Carman said he is a big proponent of the residential university concept, and looks to continue expanding these opportunities. At LSU, he established a Science Residential College for entering freshmen, a concept similar to the successful living-learning communities here at the University. He also wants to increase supplemental instructors to help professors and do something the University has not tried yet, boot camps.
"Academic boot camps, a week of intense orientation for new students, have shown success at LSU and elsewhere, and the College of Science will be instituting a pilot program here next semester," he said. "It's been shown that boot camps dramatically increase academic performance and student success rates. Students are taught study habits, time management, guidance in particular courses and even financial management. Students who go through boot camp are twice as likely to graduate in their major. We give them tools for success."
As the chief academic officer, Carman will oversee the University's six colleges, the Division of Health Sciences, Division of Extended Studies and University of Nevada Cooperative Extension.
"Kevin's focus on enhancing the student experience and student success strongly aligns with the commitment and direction we have set here in Nevada," said Marc Johnson, University president. "He brings an impressive breadth of experience, and it is apparent that he shares our aspirations for further enhancing the mission and role of our University."
"I am humbled and honored by this opportunity to join the University of Nevada, Reno family and to be a member of President Johnson's leadership team," Carman said. "This is a great institution with a wonderful legacy, and I am excited to be part of what I see as a very bright future."
Carman's research interests are in the area of marine ecology and ecotoxicology. He serves on the editorial board of International Scholarly Research Network Oceanography and previously served as subject editor for Aquatic Microbial Ecology.
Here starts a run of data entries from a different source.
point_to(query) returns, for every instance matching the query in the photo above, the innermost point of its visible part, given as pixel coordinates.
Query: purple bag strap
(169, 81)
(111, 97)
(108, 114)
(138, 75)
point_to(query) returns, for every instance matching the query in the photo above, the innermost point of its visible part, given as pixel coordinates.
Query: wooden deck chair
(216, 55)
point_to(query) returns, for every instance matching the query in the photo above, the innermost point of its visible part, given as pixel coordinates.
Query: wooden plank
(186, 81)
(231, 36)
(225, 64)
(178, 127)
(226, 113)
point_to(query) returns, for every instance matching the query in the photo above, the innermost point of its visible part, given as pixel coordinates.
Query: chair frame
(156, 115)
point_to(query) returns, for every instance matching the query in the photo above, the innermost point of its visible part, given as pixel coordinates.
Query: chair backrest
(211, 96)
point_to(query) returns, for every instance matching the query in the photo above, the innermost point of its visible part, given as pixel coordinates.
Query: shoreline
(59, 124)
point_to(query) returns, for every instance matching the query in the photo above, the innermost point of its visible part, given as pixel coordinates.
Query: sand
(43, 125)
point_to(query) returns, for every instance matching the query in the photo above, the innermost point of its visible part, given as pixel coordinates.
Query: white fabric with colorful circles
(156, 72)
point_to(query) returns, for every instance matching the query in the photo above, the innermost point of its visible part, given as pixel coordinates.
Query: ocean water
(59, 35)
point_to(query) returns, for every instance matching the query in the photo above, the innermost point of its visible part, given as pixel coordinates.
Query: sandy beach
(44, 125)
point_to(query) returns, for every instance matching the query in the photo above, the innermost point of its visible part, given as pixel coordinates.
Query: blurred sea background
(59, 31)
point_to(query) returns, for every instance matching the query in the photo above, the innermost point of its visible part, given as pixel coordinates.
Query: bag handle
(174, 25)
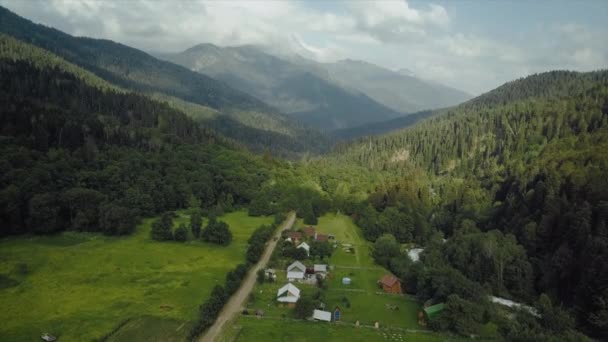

Carman is a Fellow of the American Association for the Advancement of Science. He has also received numerous citations for outstanding teaching.
"I miss the classroom and research, though I'm still part of an active project studying the effect of the oil spill in the Gulf," he said. "I taught last spring, I enjoy it, and it really helps me get the pulse of the students. With my new duties, though, teaching and research will have to wait."
Carman, a Kansas native, said he has been in the West before, and much of his research as an oceanographer was done in Monterey Bay on the coast of California. Besides the rigors of the job, he's looking forward to getting to know the region. He and his wife, Susan Welsh, enjoy hiking, and he hopes to do a little golfing.
"Susan and I have always loved the American West, and we look forward to exploring and enjoying the natural beauty of the region," he said. "On the drive out here, I left flat ground behind in San Antonio. Driving through Nevada, I was a bit surprised by the mountain ranges. There was always a mountain on the horizon, and the small towns I drove through reminded me of Kansas, where I grew up in small towns.
"Obviously, from a geographic and cultural perspective, there are substantial differences between southern Louisiana and northern Nevada. I do, for example, expect that the gumbo in Reno will be quite different from what we have become accustomed to."